Freeing his company from 100% reliance on oil produced on his farm relieves him from dependence on fickle Texas weather but not from today’s supply chain issues.
“It’s totally out of control,” Henry said. “The price of freight is four or five times more than it was two years ago.”
Many Texas olive oil companies won’t have their own oil to sell in 2022. They will be selling oil from the 2020 harvest or sourcing oil from out of state — nationally or internationally.
The Gambinis’ oil will come from California, Bernell’s from Arizona and Henry’s from Spain and Argentina, with a bit from Texas.
Texas has no olive oil labeling standards; so labels might not reflect the oil’s source. Even award-winning oil from a Texas company or oil bearing the Go Texan marketing label might not have been grown in Texas.
Growers have differing opinions about this practice.
“Texans support Texans. And if somebody picks up a bottle of olive oil and thinks that they’re supporting a Texas farmer and they’re not, that defeats the whole purpose,” Bernell said.
Implementing labeling standards has been one objective of the Texas Association of Olive Oil, but it is not a priority in a year marked by crop losses.
“Right now, we’ve got to grow our industry so that we can produce some Texas olive oil,” Bernell said. “And we’ll get there. There are orchards that will harvest in September.”
J Welch Farms, Texana Brands Olive Oil, Texas Olive Ranch and Texas Hill Country Olive Company sell products under the Go Texan brand, which requires that a producer ”manufacture or value add” to its product in Texas, according to the Texas Department of Agriculture.
Bottling imported olive oil counts as a value add.
“We sell high-quality extra virgin olive oil, whether it be from Texas or somewhere else. People seem to accept that,” said Henry, whose labeling indicates place of origin. “What if you have a year like last year?”
Since U.S. demand outpaces supply, he believes that growers must supplement Texas oil from elsewhere and it “becomes a marketing issue.”
“In this day and age, you have to have multiple suppliers,” Cara Gambini said. “You have to have multiple sales channels. You have to have backups to your supply chain. This is the world we’re living in.”
Janak, who predicts there won’t be a “decent” Texas olive crop until 2024, is working to figure out a combination of place and varietal that will beat Texas’ weather. His research, however, underscores the unpredictability of olive tree survival. How an orchard is managed, microclimates and whether a tree was dormant before a freeze all figure into how a tree will fare.
“We have orchards not far from each other on the same latitude that experience very similar temperatures, and yet one was killed to the ground and one just had minor leaf damage,” Janak said.

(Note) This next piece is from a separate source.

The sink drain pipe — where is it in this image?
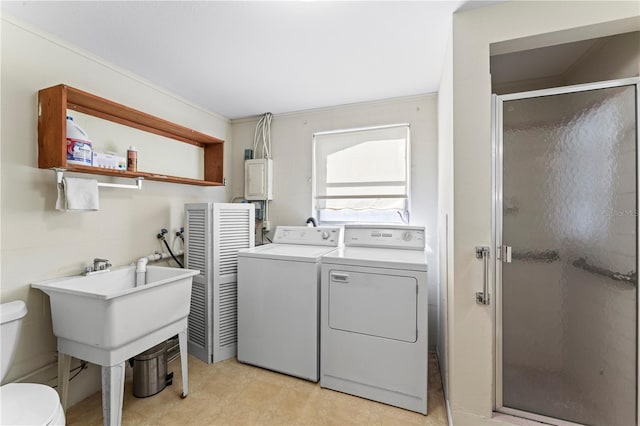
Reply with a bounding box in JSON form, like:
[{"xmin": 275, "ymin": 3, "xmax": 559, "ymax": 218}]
[{"xmin": 136, "ymin": 250, "xmax": 184, "ymax": 287}]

Janak is convinced the Winter Garden area near Del Rio is Texas’ best olive growing area. But Henry, whose orchard is in that area, is convinced that closer to the Gulf Coast, with cooler summers and warmer winters, is a better bet. Bernell believes that no one yet knows the answer.
Henry thinks the best varietal for Texas may be one yet undiscovered from someplace like Egypt or Iran but, because of strict U.S. import laws, may never be found. “Texas needs someone with millions of dollars (to figure this out), but nobody’s going to make that investment because of our track record,” he said.
Still, Janak remains gung-ho, inspired by that recent bumper crop in Dripping Springs.
“We can be successful,” Janak said. “We just have to figure out how to do it consistently.”